Films from the micro-budgeted, shot-on-video camp usually fall into viewers' disdain, and for good reason. While most of us--at least I can, anyway--overlook such pitfalls as shoddy production values or non-professional actors in the hopes of finding an unearthed gem, too many of them fail due to a lack of imagination and creative thrust. So when an indie movie comes along that tries to be more than just a backyard flick I try to cut it some slack--which makes watching George Bonilla's ZOMBIE PLANET doubly frustrating, since it believes an overextended running time is all that's required in making an epic.
This Kentucky-based 2004 effort reveals its limited budget in its opening shot, a cheesy digital effect introducing an unnamed southern city in flames, yet still makes a go of establishing the apocalyptic near-future of a society ravaged by disease. Bonilla does an adequate job of achieving an end-of-the-world setting on a tight budget, but chooses to populate it with a staggeringly bland and uninteresting cast (props to Bonilla for assembling a surprising number of actors, even if they're not exactly skilled thespians). Worse yet, the living dead take a backseat to the exploits of long-haired badass T.K. Kane (Frank Farhat, looking more like a Harlequin cover model than the Snake Plisken type the script believes him to be) who gets mixed up in a war between two camps of survivors. The end result plays like a third-rate WALKER, TEXAS RANGER episode tossed in with some MAD MAX-inspired misfits.
This neccesarily wouldn't be bad, except most of this film's two-hour length is devoted to long-winded expository speeches, peppered liberally with flashbacks that provide even more unneeded backstory and hallucinations that serve no purpose. Bonilla attempts to break up the talk with several fight sequences, though they're so laughably choreographed and lacking in immediacy that they quickly become just as tiresome. The zombies make for a better adversary than the pitiful band of human villains Bonilla's put together (a group of chuckleheads as fearsome as a playground bully), yet they're mishandled as well as they spew ridiculous dialogue and fist-fight (?); the few traditional zombie attack scenes Bonilla does provide are as limp and pedestrian as the rest of the film.

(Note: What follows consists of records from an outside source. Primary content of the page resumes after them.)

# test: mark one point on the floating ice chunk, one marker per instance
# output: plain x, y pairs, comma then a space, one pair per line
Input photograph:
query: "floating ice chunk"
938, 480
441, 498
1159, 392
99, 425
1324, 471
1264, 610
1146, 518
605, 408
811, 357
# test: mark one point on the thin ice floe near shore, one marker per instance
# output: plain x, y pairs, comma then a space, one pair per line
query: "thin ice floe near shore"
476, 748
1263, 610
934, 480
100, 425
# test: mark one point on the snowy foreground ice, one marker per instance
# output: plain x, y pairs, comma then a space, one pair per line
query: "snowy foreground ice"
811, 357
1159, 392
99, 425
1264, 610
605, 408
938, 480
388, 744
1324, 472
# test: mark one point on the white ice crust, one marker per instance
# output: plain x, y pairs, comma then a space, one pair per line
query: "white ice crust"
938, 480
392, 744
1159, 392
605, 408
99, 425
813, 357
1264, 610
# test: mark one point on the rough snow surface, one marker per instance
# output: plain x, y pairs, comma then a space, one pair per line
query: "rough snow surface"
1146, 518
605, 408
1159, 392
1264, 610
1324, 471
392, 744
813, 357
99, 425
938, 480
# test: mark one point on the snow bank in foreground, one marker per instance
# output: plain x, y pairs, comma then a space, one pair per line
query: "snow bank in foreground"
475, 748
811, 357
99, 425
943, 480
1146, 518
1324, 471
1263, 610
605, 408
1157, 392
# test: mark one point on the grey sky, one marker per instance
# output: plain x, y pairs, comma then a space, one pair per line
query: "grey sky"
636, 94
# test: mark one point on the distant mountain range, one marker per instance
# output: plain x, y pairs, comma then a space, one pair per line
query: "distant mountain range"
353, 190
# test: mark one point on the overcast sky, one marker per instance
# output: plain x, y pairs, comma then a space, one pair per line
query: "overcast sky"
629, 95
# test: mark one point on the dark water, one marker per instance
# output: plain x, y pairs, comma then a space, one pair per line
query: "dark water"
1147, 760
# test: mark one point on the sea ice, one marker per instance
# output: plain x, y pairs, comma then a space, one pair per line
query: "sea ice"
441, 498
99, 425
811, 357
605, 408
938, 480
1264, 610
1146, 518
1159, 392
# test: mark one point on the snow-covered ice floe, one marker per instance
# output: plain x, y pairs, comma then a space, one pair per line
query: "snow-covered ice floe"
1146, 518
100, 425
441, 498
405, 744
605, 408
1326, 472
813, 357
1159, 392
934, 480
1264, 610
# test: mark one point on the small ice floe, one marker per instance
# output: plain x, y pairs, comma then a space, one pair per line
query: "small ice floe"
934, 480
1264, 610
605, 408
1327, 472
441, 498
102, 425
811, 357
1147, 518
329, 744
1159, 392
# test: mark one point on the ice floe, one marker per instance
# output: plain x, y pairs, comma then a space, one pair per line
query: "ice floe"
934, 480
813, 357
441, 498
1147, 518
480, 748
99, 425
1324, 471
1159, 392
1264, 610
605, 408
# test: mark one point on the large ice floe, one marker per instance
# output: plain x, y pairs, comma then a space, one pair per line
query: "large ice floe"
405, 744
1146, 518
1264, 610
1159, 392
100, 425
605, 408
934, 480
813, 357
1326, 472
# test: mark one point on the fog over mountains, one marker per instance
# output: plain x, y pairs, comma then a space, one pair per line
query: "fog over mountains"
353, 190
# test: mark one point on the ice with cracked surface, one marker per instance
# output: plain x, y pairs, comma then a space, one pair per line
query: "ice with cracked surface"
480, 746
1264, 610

After dragging its feet for most of its duration, ZOMBIE PLANET ends with an open-ended climax, setting up the sequel (entitled ADAM'S REVENGE). While not intentionally a cheap ploy to double-dip the audience--the initial cut ran long enough that cutting into two parts seemed feasible--Bonilla would've been well advised to trim the excess fat that made the movie so long in the first place; though not without its flaws, it would've been at least a tighter mess, and had a better shot of capturing the viewer's attention.